In 2015, the definition of provocation under the Criminal Code contained in s. 232(1) was amended making the conditions under which such a defence could be used more difficult. The version prior to the amendment allowed provocation to be raised if an accused suffered a wrongful act or insult sufficient to deprive an ordinary person of the power of self control. The amendment eliminated the wrongful act or insult from the definition and replaced it with conduct constituting an indictable offence punishable by five or more years in prison.
Did the amended version deprive this accused of a legitimate defence? Was the more restrictive version of the section constitutional? There was a trilogy of cases that had already held that the more restrictive definition was a violation of s. 7 of the Charter in three provinces: R. v. Simard 2019 BCSC 531, Fredette c. R 2019 QCCS 4116, and R. v. Mujber [2020] O.J. No. 6126. No appellate court has yet ruled on the issue of constitutionality. The Salifu case could have been the first.
However, despite the temptation to clarify the law, the Ontario Court of Appeal declined the opportunity.
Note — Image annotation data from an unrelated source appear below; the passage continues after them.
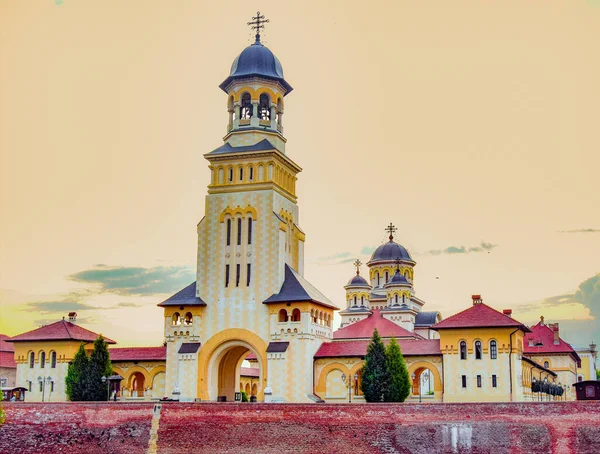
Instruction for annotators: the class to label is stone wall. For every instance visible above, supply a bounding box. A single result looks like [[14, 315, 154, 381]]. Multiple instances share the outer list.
[[0, 402, 600, 454]]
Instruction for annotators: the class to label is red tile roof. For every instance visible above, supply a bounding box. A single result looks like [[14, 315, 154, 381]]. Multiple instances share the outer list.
[[108, 347, 167, 362], [0, 352, 17, 369], [523, 321, 579, 361], [9, 320, 116, 344], [0, 334, 15, 352], [240, 367, 260, 378], [333, 310, 423, 339], [315, 339, 442, 358], [432, 303, 529, 332]]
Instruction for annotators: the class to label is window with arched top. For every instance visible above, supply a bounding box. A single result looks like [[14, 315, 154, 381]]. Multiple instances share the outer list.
[[258, 93, 271, 120], [475, 341, 483, 359], [490, 339, 498, 359], [460, 341, 467, 359], [292, 308, 301, 322], [279, 309, 287, 323], [240, 93, 252, 120]]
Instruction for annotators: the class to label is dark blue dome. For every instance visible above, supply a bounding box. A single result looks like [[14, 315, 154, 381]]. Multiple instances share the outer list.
[[346, 274, 370, 287], [219, 40, 293, 94], [370, 240, 413, 262]]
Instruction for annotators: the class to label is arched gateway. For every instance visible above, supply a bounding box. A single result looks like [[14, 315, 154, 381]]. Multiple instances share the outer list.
[[159, 15, 337, 402]]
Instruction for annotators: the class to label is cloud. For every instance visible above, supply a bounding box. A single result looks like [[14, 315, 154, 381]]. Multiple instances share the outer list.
[[427, 241, 498, 255], [69, 265, 196, 295]]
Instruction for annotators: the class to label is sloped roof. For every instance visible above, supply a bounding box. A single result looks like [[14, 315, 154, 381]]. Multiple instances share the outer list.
[[523, 321, 579, 361], [7, 320, 116, 344], [333, 309, 423, 339], [157, 281, 206, 307], [315, 339, 442, 358], [0, 334, 15, 353], [205, 139, 276, 156], [432, 303, 529, 332], [263, 263, 339, 309], [108, 347, 167, 362]]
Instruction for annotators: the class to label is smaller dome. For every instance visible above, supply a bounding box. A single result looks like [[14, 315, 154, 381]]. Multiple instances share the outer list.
[[346, 274, 370, 287], [370, 240, 413, 262], [385, 271, 410, 287]]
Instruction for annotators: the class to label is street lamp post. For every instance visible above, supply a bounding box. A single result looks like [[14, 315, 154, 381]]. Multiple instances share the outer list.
[[412, 372, 421, 403], [38, 376, 52, 402], [342, 372, 358, 404]]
There were several reasons listed why the court felt it inappropriate to examine the issue in review of this case.
Even though as a result of the Mujber case, the provocation definition now in place being presumptively unconstitutional, the trial record showed that provocation was never raised as an issue at trial. The theory of the defence at trial was based on mental competency.
It was a tactical decision that failed. It was not through inadvertence or ineffective assistance by counsel that the issue was not raised. Counsel simply did not want to call the accused and face cross-examination of why he acted out so egregiously.
Furthermore, there was no air of reality to an assertion of provocation. The court was clear, “…no reasonable jury could have found that an ordinary person would have lost all self-control and did what the appellant did to his mother in response to her comments.” Using provocation as a defence would not have washed even in the earlier version of the definition.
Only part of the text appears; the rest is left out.